Adventure Curiously

Secrets of the Subway

Since 1904, New York City’s subway has played an integral role in keeping “The City That Never Sleeps” on the move. At any given time there are hundreds of thousands of city slickers moving below the streets between five boroughs at varying speeds. But there are also many miles of underground tunnels that have been long forgotten in the Big Apple – many of which continue to be a constant source of mystery and myth making.

Back in the late 1800s, New York made its first attempts at an underground railway with the Beach Pneumatic Transit System. Running a short path under Broadway, the project was abandoned after only three years and the entrance was sealed.The forgotten stretch was rediscovered in the 1910s when excavators for the current subway system ran into the tunnel, – finding abandoned rail car and all.

Not too far from this site of urban archeology is the defunct City Hall Station. Operating as the nexus on one of the first completed subway lines, it was only in use for forty years before closing in 1945. Designed to be the gem of the new transit line, no expense was spared. Notable for its Romanesque Revival features, it has architectural details you would never find in a modern railway station,such as colored glass tiles, brass chandeliers, ornate arches, and skylights that lit up the entire platform on a sunny day. While it was designated a landmark by the city, the station only exists as an emergency exit, though if you stay aboard after the last stop on the 6-Train, you can get a sneak peek as the train does a U-turn through the station to head back uptown. 

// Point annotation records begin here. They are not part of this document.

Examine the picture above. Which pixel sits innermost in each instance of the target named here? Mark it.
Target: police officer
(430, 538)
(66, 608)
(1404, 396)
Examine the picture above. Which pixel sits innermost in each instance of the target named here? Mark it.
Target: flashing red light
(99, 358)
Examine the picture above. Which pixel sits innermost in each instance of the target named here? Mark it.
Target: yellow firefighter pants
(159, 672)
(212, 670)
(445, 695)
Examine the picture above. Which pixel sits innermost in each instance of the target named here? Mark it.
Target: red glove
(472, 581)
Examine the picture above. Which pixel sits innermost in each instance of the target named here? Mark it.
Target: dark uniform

It’s not just all abandoned stations down there though – some parts of the subway remain off-limits even to locals. Given New York’s status on the world stage, it attracts world leaders and the wealthy alike who demand luxury even dozens of feet below ground. In one instance, one subway line owner installed his own luxury car complete with a private bathroom and kitchen – in case they were hungry between stops.

If one digs deeper, there are more transportation links underground than just the subway. A private track connected to Grand Central Terminal was used by President Franklin Roosevelt who wanted to hide his wheelchair necessitated by worsening polio. On his city visits, Roosevelt would “disappear” below the hotel where a special car awaited. Rumor has it that track 61 is still in use as a secret line to transport today’s presidents and other politicos, and was even the site for Andy Warhol’s unsanctioned “underground parties” – we’re still waiting for our invitation.

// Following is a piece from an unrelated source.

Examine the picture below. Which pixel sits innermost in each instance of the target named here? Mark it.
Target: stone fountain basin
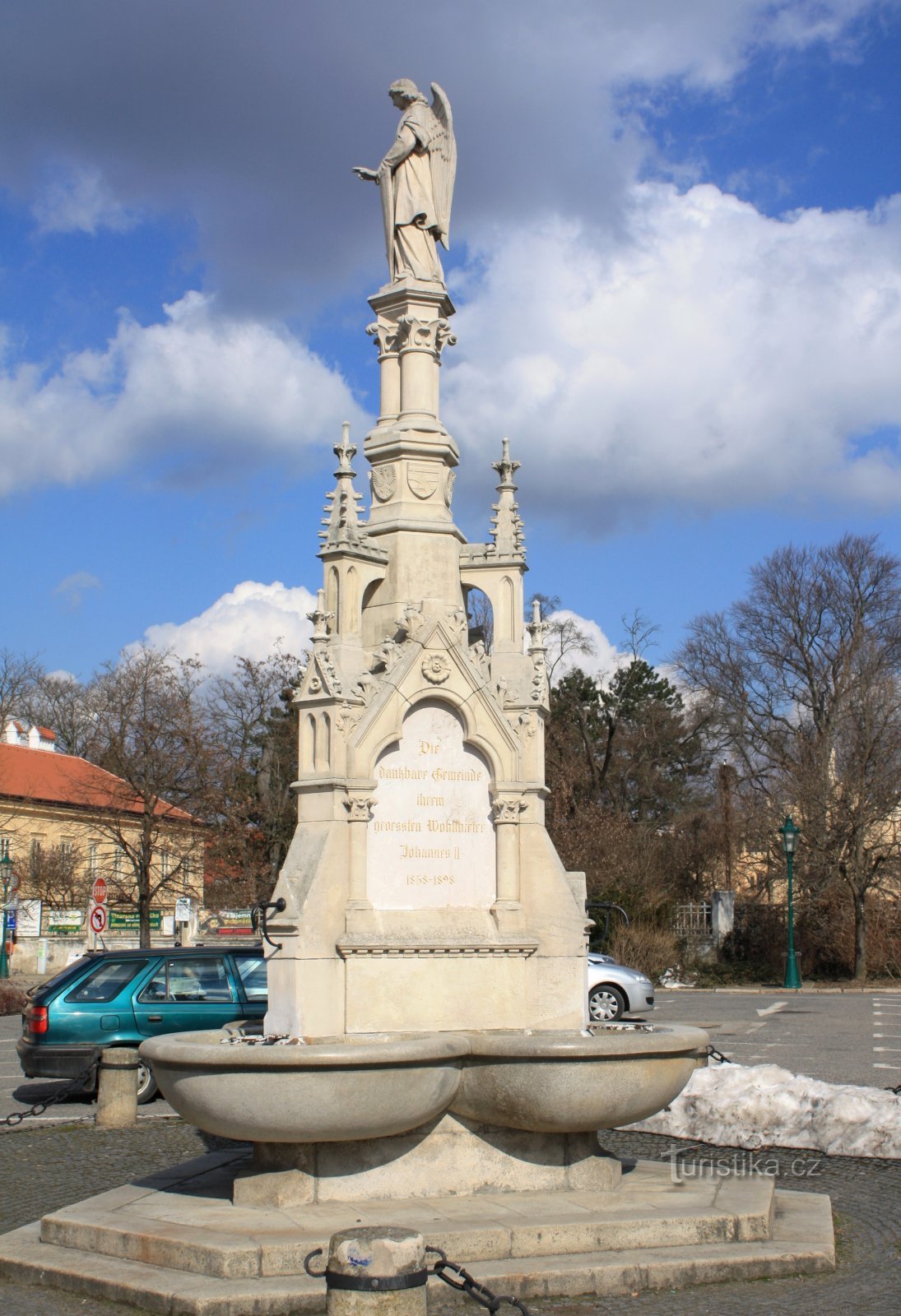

For over a century, all kinds of activities were taking place far from the eye of the street level observer. The tunnels below New York mimic the fast pace that you see on the surface, creating an underground city of its own. And just like any city, there are vestiges of a forgotten time, when chandeliers hung in public places or when Warhol would have an invite-only party in a president’s private port-of-call. There are still many secrets left in those long forgotten underground tunnels, but you might want to save those discoveries to the excavators.